I love science, but I really wish it would stop crushing my hopes and dreams.

I say this because it has long been my dream to live long enough to see unequivocal proof of the existence of intelligent life on other planets.  I got my start, alien-obsession-wise, when I was about seven and became addicted to the abysmal 1960s television series Lost in Space.  The aliens were pretty low-budget, judging by the fact that most of them were...

... well, human.  Like the alien cowboy, the alien pirate (complete with a mechanical parrot), the alien motorcycle gang, the alien teenage hippies, the alien Wild West gunslinger, and Brunhilde.  I'm not making this last one up.  In this not-to-be-missed cinematic tour de force, Brunhilde appears out of nowhere, wearing a helmet with wings, yo-to-hoing like mad while seated on the back of an enormous plastic horse.  In that episode, we also meet Thor, who thinks he has lost his strength and has gone all weepy, and Will Robinson has to give him a heartwarming pep talk to convince him that true strength comes from within.

If you can watch that episode without pissing your pants laughing, you have a stronger constitution than I have.

Things took a step up (well, okay, that was pretty much the only direction available) with the original Star Trek series, where they at least got rubber noses and colorful makeup for the aliens, and induced some of them to speak in cheesy faux-Russian accents to make it clear which ones were the bad guys.  But then came Star Wars and Close Encounters of the Third Kind and Star Trek: First Contact and Cocoon and Starman and the best of 'em all, Contact -- which remains one of my top favorite movies ever -- and I was completely and permanently hooked on the idea that there might be extraterrestrial intelligence.

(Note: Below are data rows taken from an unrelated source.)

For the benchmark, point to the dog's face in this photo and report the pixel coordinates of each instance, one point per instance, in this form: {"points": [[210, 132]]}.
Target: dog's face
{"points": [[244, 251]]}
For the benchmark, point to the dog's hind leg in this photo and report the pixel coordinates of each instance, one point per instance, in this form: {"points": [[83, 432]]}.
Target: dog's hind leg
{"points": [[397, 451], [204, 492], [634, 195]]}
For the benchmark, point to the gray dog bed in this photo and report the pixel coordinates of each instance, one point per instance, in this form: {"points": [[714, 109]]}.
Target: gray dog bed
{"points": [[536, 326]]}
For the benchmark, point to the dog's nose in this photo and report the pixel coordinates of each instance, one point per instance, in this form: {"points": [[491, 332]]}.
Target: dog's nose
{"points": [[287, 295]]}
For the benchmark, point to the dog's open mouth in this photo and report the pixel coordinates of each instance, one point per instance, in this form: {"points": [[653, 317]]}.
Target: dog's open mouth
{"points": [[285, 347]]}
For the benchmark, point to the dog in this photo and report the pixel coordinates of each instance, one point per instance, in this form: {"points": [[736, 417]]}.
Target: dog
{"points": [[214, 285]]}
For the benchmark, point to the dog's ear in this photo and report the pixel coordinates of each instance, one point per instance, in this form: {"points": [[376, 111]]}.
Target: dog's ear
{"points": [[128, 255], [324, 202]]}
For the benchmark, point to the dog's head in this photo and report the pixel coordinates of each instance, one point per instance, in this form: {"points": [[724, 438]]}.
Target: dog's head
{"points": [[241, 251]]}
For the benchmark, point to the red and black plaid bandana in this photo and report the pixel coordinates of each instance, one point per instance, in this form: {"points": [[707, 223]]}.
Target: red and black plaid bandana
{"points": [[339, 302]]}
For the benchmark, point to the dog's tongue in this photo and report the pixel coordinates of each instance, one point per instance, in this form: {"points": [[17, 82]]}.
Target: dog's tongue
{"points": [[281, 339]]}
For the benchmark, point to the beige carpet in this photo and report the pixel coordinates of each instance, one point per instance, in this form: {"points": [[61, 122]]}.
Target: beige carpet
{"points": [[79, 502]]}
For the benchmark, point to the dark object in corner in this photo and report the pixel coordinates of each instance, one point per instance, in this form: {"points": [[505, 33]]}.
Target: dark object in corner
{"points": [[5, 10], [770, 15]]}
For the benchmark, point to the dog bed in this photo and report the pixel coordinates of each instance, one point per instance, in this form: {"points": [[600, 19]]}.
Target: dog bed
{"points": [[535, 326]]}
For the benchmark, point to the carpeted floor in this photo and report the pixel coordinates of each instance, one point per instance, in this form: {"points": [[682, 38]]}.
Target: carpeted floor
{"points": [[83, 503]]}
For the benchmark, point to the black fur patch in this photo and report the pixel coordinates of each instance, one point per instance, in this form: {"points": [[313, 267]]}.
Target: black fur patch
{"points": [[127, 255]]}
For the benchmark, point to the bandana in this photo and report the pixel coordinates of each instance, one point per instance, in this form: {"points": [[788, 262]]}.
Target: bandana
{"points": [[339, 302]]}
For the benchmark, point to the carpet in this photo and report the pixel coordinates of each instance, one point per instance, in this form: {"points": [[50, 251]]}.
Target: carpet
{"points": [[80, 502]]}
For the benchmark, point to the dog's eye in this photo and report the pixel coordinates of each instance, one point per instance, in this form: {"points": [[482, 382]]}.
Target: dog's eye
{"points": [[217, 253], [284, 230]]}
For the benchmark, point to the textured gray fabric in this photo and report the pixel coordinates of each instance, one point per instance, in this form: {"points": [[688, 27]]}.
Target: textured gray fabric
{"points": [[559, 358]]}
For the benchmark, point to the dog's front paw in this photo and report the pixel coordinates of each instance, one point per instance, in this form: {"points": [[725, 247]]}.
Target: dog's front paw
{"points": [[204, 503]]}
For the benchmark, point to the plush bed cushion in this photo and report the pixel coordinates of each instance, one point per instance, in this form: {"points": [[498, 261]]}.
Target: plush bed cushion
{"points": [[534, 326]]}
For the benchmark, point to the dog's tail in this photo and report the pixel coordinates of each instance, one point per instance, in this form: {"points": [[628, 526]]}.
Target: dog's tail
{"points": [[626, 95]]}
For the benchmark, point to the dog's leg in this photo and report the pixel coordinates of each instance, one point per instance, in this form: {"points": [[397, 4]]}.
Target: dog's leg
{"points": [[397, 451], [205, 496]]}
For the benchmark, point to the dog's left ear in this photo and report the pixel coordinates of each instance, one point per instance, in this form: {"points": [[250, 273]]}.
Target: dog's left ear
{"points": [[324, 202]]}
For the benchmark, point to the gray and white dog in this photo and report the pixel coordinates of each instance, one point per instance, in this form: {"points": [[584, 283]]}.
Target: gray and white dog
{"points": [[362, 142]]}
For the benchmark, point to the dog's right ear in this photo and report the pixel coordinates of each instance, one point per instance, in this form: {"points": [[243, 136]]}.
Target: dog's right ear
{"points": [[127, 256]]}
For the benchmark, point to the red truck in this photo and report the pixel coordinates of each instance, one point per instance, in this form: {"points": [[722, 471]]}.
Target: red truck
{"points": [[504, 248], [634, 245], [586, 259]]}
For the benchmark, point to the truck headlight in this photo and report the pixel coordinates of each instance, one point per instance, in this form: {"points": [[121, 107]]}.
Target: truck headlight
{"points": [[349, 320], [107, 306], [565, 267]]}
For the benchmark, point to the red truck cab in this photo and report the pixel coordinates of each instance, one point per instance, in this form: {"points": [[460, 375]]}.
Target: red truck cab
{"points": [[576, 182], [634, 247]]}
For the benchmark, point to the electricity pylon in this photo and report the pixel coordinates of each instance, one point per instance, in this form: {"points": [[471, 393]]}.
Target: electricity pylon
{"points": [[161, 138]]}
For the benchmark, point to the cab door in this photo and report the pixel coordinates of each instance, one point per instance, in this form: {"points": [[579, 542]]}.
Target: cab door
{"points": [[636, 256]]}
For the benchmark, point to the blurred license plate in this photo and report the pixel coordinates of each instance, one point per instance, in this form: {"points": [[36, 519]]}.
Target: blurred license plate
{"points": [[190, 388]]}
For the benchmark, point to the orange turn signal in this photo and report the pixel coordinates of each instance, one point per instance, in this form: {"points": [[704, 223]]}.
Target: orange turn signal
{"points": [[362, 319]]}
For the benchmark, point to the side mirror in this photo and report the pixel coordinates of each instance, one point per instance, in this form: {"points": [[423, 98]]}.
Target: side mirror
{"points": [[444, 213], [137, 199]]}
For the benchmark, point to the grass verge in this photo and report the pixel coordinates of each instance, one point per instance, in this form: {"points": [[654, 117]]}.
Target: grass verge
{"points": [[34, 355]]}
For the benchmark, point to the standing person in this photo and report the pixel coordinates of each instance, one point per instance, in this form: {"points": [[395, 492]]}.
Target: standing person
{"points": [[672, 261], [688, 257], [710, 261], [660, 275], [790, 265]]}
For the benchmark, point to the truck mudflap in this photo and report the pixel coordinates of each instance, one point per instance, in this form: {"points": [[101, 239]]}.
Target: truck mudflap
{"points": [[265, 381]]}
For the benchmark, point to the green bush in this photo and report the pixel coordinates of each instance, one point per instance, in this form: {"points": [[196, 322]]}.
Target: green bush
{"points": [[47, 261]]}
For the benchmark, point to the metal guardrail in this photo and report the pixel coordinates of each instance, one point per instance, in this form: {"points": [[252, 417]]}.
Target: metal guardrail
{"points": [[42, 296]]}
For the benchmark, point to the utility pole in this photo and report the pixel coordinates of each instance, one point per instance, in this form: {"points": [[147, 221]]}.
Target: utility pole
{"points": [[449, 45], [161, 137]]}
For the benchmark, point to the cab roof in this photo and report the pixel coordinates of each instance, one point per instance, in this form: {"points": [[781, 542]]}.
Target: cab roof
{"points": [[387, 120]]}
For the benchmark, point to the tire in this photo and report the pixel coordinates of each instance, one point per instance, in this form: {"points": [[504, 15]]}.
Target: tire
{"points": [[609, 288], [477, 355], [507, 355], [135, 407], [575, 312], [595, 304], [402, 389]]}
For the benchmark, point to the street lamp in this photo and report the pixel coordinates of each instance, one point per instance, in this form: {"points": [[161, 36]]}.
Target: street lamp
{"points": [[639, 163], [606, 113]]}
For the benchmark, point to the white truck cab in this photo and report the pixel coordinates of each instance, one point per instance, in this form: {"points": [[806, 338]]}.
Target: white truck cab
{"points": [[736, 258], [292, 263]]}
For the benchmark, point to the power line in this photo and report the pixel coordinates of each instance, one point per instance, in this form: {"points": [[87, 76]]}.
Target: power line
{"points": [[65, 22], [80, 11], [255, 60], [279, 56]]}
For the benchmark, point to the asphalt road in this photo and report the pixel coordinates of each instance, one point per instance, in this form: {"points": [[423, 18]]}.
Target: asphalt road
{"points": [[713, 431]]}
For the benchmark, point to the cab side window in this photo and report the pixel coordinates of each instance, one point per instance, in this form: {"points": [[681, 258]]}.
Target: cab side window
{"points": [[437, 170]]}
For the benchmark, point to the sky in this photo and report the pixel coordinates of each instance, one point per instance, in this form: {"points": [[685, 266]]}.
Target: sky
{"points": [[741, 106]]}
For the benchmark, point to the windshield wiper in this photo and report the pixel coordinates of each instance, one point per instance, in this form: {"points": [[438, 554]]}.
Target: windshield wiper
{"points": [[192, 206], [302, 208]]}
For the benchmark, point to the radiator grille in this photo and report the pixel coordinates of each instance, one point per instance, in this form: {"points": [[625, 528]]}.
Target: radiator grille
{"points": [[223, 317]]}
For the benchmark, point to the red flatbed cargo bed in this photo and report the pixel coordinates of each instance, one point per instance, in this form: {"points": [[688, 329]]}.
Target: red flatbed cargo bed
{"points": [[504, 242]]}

The problem is, the evidence for life on other planets, much less intelligent life, is kind of nonexistent.  There have been radio telescopes scanning the sky for decades, and so far there's been nothing to answer to Enrico Fermi's famous quip, "Where is everybody?"

There was one possibility, however.  It's called the "Wow Signal" -- a 72-second burst of radio waves captured in 1977 by Ohio State University's "Big Ear" Radio Telescope.  It was such an anomaly that astronomer Jerry Ehman wrote "Wow!" next to the computer printout that contained the signal, thus giving the phenomenon its name.

The spot in the sky where the burst originated -- near the star Chi Sagittarii in the constellation Sagittarius -- has been repeatedly scanned, but the signal has never been repeated.

So what was it?  The hopeful amongst us (which included me) thought it might be a radio transmission from intelligent life.  The more dubious figured there had to be some kind of more prosaic explanation -- but what that explanation might be, no one knew.  So I held on to the Wow Signal as being a real possibility for the realization of my dream.

Until today.

Antonio Paris, of the Center for Planetary Science at the Washington Academy of Sciences, shot down the extraterrestrial intelligence hypothesis this week with a neat, and completely plausible, explanation of the Wow Signal as the emission from the hydrogen-rich comet 266/P Christensen -- which was in that exact location when the signal was detected.

Paris writes:
In 2016, we proposed a hypothesis arguing that a comet and/or its hydrogen cloud was a strong candidate for the source of the “Wow!” Signal.  From 27 November 2016 to 24 February 2017, we conducted 200 observations in the radio spectrum to validate the hypothesis.  This investigation discovered that comets 266/P Christensen, P/2013 EW90 (Tenagra), P/2016 J1-A (PANSTARRS), and 237P/LINEAR emitted radio waves at 1420 MHz.  In addition, the data collected during this investigation demonstrated there is a well-defined distinction between radio signals emitted from known celestial sources and comets, including comet 266/P Christensen...  To dismiss the source of the radio signal as emission from comet 266/P Christensen, we repositioned the telescope away from the comet and conducted clear sky observations when the comet was not near the coordinates of the “Wow!” Signal.  During these clear sky observations, we detected no significant radio signal at 1420 MHz.  This investigation, therefore, has concluded that cometary spectra are observable at 1420 MHz and that the 1977 “Wow!” Signal was a natural phenomenon from a Solar System body.
To Dr. Paris, I have the following to say: "Nicely done!  Outstanding research!  I hate you!"  *grinds teeth*

So for us alien aficionados, it's one more dashed hope.  I mean, I'm supportive of science, and I appreciate the hard work and rigor, but really.  Leave me something to cling to, okay?  Because at the moment, all I'm left with is Brunhilde, and the yo-to-hoing is getting really annoying.